Maximum Y Displacement for Projectile
Here you need to find the displacement in the y direction at the time when the projectile is at the top of its flight. We have just found the time at which the projectile is at the top of its flight. If we plug this time into a kinematics formula that will return the displacement, then we will know how high above ground the projectile is at when it is at the top of its trajectory.
General:
Here is the displacement formula:
d = vot + 0.5at2
We must think of this displacement in the y direction, so we will subscript this formula for y:
dy = voyt + 0.5ayt2
If now we plug in the half time of flight, which was found above, we will solve for the height of the trajectory, since the projectile is at its maximum height at this time.
Example:
Starting with:
dy = voyt + 0.5ayt2
Then plugging in known values:
dy = (22.9 m/s)(2.33 s) + (0.5)(-9.8 m/s2)(2.33 s)2
dy = 53.35 - 26.60
dy = 26.75
dy = 27 m

How much time passes until the projectile strikes the ground?
General:
With no air resistance, the projectile will spend an equal amount of time rising to the top of its projectile as it spends falling from the top to the ground. Since we have already found the half time of flight, we need only to double that value to get the total time of flight.
Example:
t = 2(2.33 s)
t = 4.66
t = 4.7 s
This is the total time of flight.

How far away does the projectile land from its starting point?

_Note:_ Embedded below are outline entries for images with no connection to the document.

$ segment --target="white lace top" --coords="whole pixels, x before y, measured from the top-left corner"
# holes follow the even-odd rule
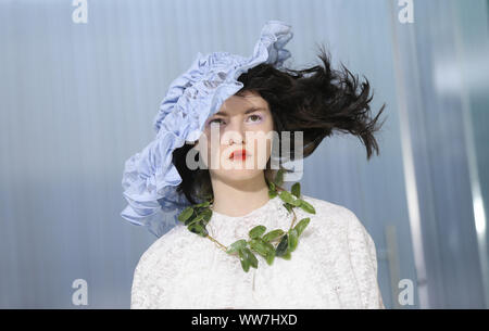
[[[159,238],[141,256],[131,291],[131,308],[384,308],[377,283],[374,241],[348,208],[306,195],[316,214],[294,208],[296,224],[310,217],[291,259],[275,257],[269,266],[255,254],[258,269],[241,268],[208,238],[183,224]],[[266,232],[287,231],[289,214],[276,196],[242,217],[213,213],[206,228],[228,246]]]

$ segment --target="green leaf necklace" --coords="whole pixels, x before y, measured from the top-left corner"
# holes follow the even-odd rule
[[[279,169],[273,181],[267,181],[268,184],[268,198],[274,199],[279,196],[284,202],[284,207],[290,214],[293,214],[293,219],[290,228],[287,232],[281,229],[275,229],[272,231],[266,231],[265,226],[255,226],[249,232],[249,240],[240,239],[229,246],[225,246],[217,240],[209,235],[205,226],[209,224],[212,217],[212,203],[213,199],[205,201],[203,203],[195,204],[186,207],[179,215],[178,220],[187,226],[188,230],[199,234],[201,237],[208,238],[213,241],[221,250],[227,254],[237,256],[241,262],[242,269],[248,272],[250,266],[258,268],[258,259],[254,253],[261,255],[265,258],[268,265],[272,265],[275,256],[281,257],[284,259],[291,258],[291,252],[293,252],[298,245],[299,237],[304,231],[310,222],[310,218],[302,218],[296,226],[296,212],[293,208],[300,207],[306,213],[316,214],[314,207],[300,199],[301,188],[300,183],[296,182],[291,192],[280,188],[284,181],[284,170]],[[280,190],[280,193],[278,193]],[[277,244],[278,243],[278,244]]]

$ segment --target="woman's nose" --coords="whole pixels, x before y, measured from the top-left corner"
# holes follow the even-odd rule
[[[234,118],[235,119],[235,118]],[[224,141],[223,144],[241,144],[244,138],[244,127],[242,122],[238,118],[236,120],[230,120],[230,123],[226,126],[224,131]]]

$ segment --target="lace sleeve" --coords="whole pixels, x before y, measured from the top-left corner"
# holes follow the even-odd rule
[[[141,264],[139,263],[134,271],[133,289],[130,293],[130,308],[131,309],[148,309],[150,308],[150,297],[147,289],[143,287],[141,279],[143,278]]]
[[[375,243],[356,215],[349,214],[348,245],[350,259],[360,287],[364,308],[385,308],[377,282],[377,254]]]

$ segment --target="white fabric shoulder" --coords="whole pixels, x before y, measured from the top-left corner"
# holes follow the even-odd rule
[[[343,206],[302,199],[316,214],[294,208],[297,221],[305,217],[311,221],[292,260],[276,258],[268,266],[258,256],[260,270],[244,273],[238,258],[177,225],[141,255],[134,272],[131,308],[384,308],[375,244],[365,227]],[[289,216],[275,198],[243,217],[213,215],[208,230],[228,245],[244,239],[258,224],[287,230]],[[299,297],[294,292],[308,294]]]

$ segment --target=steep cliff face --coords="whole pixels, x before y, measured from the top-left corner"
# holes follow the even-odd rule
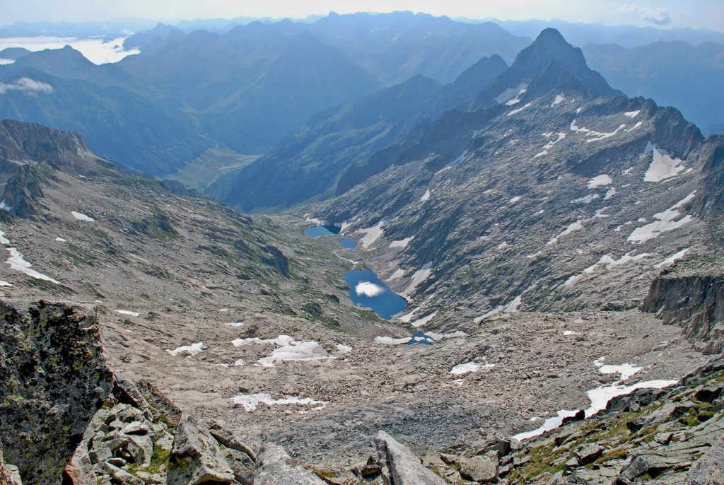
[[[706,267],[701,267],[705,264]],[[698,269],[697,269],[698,267]],[[724,274],[721,261],[683,264],[651,284],[643,310],[683,327],[705,353],[724,350]]]
[[[23,483],[60,483],[112,388],[94,315],[39,301],[0,302],[0,439]]]

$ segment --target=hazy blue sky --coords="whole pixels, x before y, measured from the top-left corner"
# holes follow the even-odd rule
[[[412,10],[436,15],[694,27],[724,31],[724,0],[0,0],[0,24],[120,17],[167,20]]]

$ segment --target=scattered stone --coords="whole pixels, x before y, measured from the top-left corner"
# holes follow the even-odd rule
[[[686,485],[722,484],[724,484],[724,435],[694,463],[686,478]]]
[[[460,463],[460,474],[463,478],[479,483],[494,481],[498,476],[497,453],[465,458]]]
[[[282,447],[266,443],[257,457],[254,485],[324,485],[312,471],[292,460]]]
[[[399,485],[444,485],[445,481],[423,466],[412,451],[383,431],[375,438],[380,464]]]
[[[182,415],[174,437],[166,481],[169,485],[234,481],[234,473],[216,442],[188,413]]]

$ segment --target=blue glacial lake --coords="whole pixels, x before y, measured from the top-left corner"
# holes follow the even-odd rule
[[[371,269],[350,269],[345,273],[350,285],[350,298],[357,306],[371,308],[390,320],[407,306],[407,300],[393,292]]]
[[[339,234],[340,227],[337,226],[314,226],[307,227],[304,229],[304,235],[310,237],[319,237],[319,236],[334,236]]]
[[[350,239],[349,237],[343,237],[342,240],[340,241],[340,245],[345,249],[354,249],[357,247],[357,241],[353,239]]]

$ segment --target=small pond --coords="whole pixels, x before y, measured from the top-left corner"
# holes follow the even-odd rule
[[[407,300],[393,292],[371,269],[350,269],[345,273],[350,298],[358,306],[367,307],[390,320],[407,306]]]
[[[333,236],[339,234],[341,227],[337,226],[314,226],[307,227],[304,229],[304,235],[310,237],[319,237],[319,236]]]
[[[357,247],[357,241],[349,237],[342,237],[340,241],[340,245],[345,249],[354,249]]]

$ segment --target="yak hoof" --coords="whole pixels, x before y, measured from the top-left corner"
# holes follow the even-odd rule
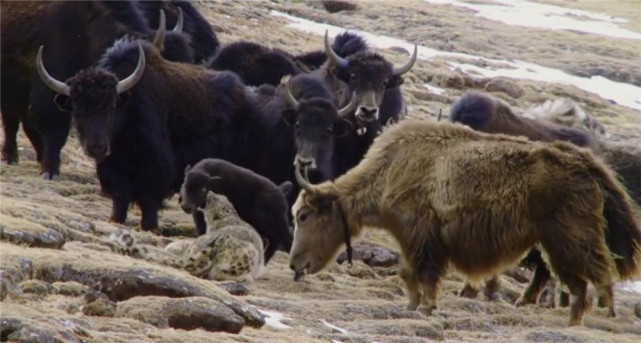
[[[420,305],[417,311],[429,317],[435,309],[436,305]]]

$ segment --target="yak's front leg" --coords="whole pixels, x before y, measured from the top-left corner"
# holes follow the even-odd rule
[[[415,311],[418,308],[421,300],[420,285],[418,283],[418,278],[410,268],[403,267],[401,270],[401,279],[405,281],[407,287],[407,297],[409,298],[409,304],[407,309],[409,311]]]

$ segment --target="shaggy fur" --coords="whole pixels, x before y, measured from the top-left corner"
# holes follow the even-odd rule
[[[117,80],[137,65],[139,43],[144,74],[117,95]],[[150,43],[120,40],[98,67],[67,84],[80,143],[97,160],[102,190],[113,200],[112,221],[124,222],[136,202],[141,227],[155,229],[162,200],[180,188],[185,166],[215,156],[251,168],[262,154],[262,112],[234,74],[169,62]]]
[[[16,135],[22,122],[43,178],[56,179],[71,116],[56,107],[55,93],[32,77],[38,47],[45,47],[49,73],[65,80],[95,63],[125,33],[149,34],[147,23],[129,1],[2,1],[0,12],[2,159],[18,162]]]
[[[301,192],[290,264],[315,273],[331,261],[344,242],[342,211],[350,236],[369,226],[397,239],[409,308],[431,313],[448,265],[481,279],[538,245],[573,295],[569,324],[578,325],[587,282],[614,315],[613,282],[640,272],[631,206],[587,150],[408,119],[345,175]]]
[[[452,106],[449,118],[453,122],[487,133],[525,136],[534,141],[560,140],[578,146],[594,146],[591,137],[580,130],[517,116],[504,101],[482,93],[465,93]]]
[[[272,137],[260,174],[276,183],[294,182],[294,159],[312,161],[308,166],[312,182],[334,178],[336,142],[351,131],[349,121],[338,116],[332,95],[323,80],[310,74],[297,75],[289,88],[299,103],[298,110],[285,99],[287,85],[279,87],[264,106]],[[288,197],[293,204],[299,188]]]
[[[226,196],[240,218],[256,228],[267,243],[266,262],[278,249],[289,251],[292,234],[285,196],[291,191],[290,182],[278,187],[263,176],[220,159],[204,159],[188,167],[180,188],[180,205],[194,214],[201,234],[205,223],[196,211],[204,207],[208,191]]]
[[[194,63],[200,64],[204,62],[218,50],[220,43],[211,25],[190,1],[136,1],[136,6],[144,13],[149,26],[154,28],[158,27],[160,9],[163,9],[167,16],[167,27],[173,28],[176,26],[178,8],[180,7],[185,20],[183,32],[190,37],[188,43],[191,47]],[[170,32],[167,32],[167,34],[167,38],[170,39]]]

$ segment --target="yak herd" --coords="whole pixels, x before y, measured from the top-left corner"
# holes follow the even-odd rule
[[[481,93],[453,105],[454,123],[404,118],[416,46],[394,66],[349,32],[299,55],[221,45],[188,1],[2,2],[1,35],[2,160],[18,162],[22,123],[42,177],[57,179],[73,123],[110,221],[135,203],[157,230],[179,192],[204,234],[213,191],[260,234],[265,263],[290,252],[295,279],[342,244],[351,260],[351,238],[378,227],[401,246],[408,308],[426,314],[450,266],[466,290],[487,278],[492,298],[527,254],[535,276],[517,305],[554,275],[570,325],[588,282],[614,316],[613,283],[639,274],[639,162]]]

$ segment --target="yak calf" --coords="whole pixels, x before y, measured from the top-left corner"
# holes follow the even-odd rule
[[[535,245],[573,295],[570,325],[582,323],[587,282],[614,316],[612,284],[640,271],[629,196],[591,153],[564,142],[408,119],[334,182],[296,176],[304,189],[292,208],[296,276],[323,269],[343,243],[349,257],[363,227],[383,228],[401,246],[408,308],[426,314],[448,266],[482,279]]]

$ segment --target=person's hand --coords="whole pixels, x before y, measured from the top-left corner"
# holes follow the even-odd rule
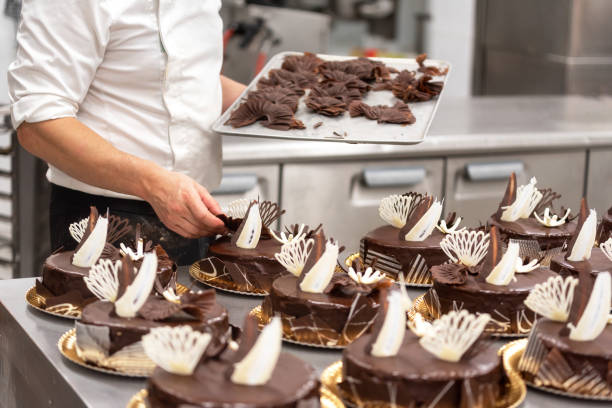
[[[166,227],[185,238],[222,233],[219,204],[192,178],[161,169],[145,187],[144,198]],[[147,183],[145,183],[147,184]]]

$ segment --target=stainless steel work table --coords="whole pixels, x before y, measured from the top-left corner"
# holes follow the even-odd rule
[[[179,280],[189,284],[186,268],[181,268],[180,274]],[[98,373],[64,359],[57,349],[57,341],[74,323],[27,306],[25,292],[32,285],[34,278],[0,281],[0,407],[124,407],[145,386],[145,380]],[[410,292],[416,296],[422,291]],[[235,325],[240,325],[248,311],[261,302],[261,298],[224,293],[218,293],[217,297],[229,310],[230,321]],[[283,348],[308,361],[318,372],[338,360],[341,353],[287,343],[283,343]],[[523,406],[610,404],[567,399],[529,389]]]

Range of ProjectileThe distance from the starting point on the ground to the landing point on the ground is called the range of the trajectory. This range is a displacement in the x direction. It is governed by the x velocity of the projectile. This x velocity does not change during the flight of the projectile. That is, whatever is the value of the x velocity at the start of the trajectory will be the value of the x velocity throughout the flight of the projectile. The x velocity remains constant because there are no accelerations in the x direction. The only acceleration is in the y direction, and this is due to the vertical pull of gravity. Gravity does not pull horizontally. Therefore, the calculation for the range is simplified.
General:
Let us start with the general displacement formula:
d = vot + 0.5at2
Since we are working in the x direction, we should subscript this equation for x:
dx = voxt + 0.5axt2
Now, since the acceleration in the x direction is 0.0 m/s2, the second term in the above equation drops out, and we are left with:
dx = voxt
The velocity in the x direction does not change. The projectile maintains its original x velocity throughout its entire flight. So, the original x velocity is the only x velocity the projectile will have. We could, therefore, think of the last equation as:
dx = vxt
If we plug in the original x velocity for vx and the total time of flight for t, we will solve for the horizontal displacement, or range, of the trajectory.